Contest #197 shortlist ⭐️

Sharing Shakespeare's Birthday: A Five-Paragraph Essay

Submitted into Contest #197 in response to: Write a story about someone successfully — or unsuccessfully — escaping their fate.... view prompt

12 comments

Coming of Age Creative Nonfiction

Have you ever tried to write on Shakespeare’s birthday? It sucks. Do not recommend it. I’ve tried for decades. If you're wondering how one becomes called to such a task (without ever asking for the assignment), here's what happens: The stars align by order of some complicated celestial coordinates. Dates are predetermined. Circumstances overlap, and suddenly I'm unable to escape the fate of having to write on William Shakespeare's birthday. In the beginning of this preordained kismet, I vowed to compose with religious ceremony. And for the first few years, on every April 23rd, I penned cards in due diligence. But sometime in the middle words dried up; I hadn’t enough to crack open the lid of a letter box. For years, I wrote nothing. I take responsibility for the absent, blank pages, but I am here to discuss how some of the blame also goes to William Shakespeare. Sharing with him is unfair. And so as my thesis states, it’s really, really hard to write on Shakespeare’s birthday.

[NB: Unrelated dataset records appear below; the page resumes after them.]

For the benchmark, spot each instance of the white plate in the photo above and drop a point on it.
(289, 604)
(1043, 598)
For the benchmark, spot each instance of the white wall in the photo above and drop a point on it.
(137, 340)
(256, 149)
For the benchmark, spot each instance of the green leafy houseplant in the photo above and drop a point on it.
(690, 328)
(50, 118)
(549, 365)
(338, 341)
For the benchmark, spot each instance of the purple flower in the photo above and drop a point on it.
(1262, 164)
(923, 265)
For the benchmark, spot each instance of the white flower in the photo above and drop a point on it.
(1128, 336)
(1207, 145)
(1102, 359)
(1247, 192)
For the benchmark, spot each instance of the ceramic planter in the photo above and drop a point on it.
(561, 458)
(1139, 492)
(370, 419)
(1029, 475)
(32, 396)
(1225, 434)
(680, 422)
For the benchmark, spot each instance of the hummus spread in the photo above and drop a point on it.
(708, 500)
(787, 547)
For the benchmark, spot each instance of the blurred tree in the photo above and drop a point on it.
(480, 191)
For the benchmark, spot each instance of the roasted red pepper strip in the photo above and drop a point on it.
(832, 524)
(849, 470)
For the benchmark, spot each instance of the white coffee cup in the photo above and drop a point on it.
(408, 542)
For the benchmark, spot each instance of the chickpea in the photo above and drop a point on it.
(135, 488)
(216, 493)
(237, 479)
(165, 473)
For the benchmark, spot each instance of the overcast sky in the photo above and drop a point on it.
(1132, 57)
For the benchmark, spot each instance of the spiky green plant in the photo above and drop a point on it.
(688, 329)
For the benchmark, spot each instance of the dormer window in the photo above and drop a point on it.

First, it’s hard to write on Shakespeare’s birthday because there are no warnings as to what shows up each year. For instance, one year up pops a court-ordered jester, another year, a star-orchestrated drama, while the following might swoon into a dark muse or end up in a weeping monologue. Every birthday with Shakespeare brings gifts, but one can never predict where these little surprises will appear. Take for example, the supermarket. One April 23rd, I stood stationed under fluorescents, staring down an aisle of dessert cakes. The weight of a birthday card in my shopping basket. Muzak echoing. The choice of wrapped confectionery on display, the words needed to fill a greeting card, the empty reflection bouncing off polished linoleum seemed weary, flat, stale, unprofitable. Then, thought fired. No warning. Shakespeare wrote Hamlet after his own son died; Hamlet turns mad with grief. I purchased the card and confetti cake from a self-checkout line. The card remained blank that year. Cake uneaten. In proof, out of nowhere, a noble heart can pop up still, cracked and silent. No one warns about the weight of having to write on the original poet’s birthday.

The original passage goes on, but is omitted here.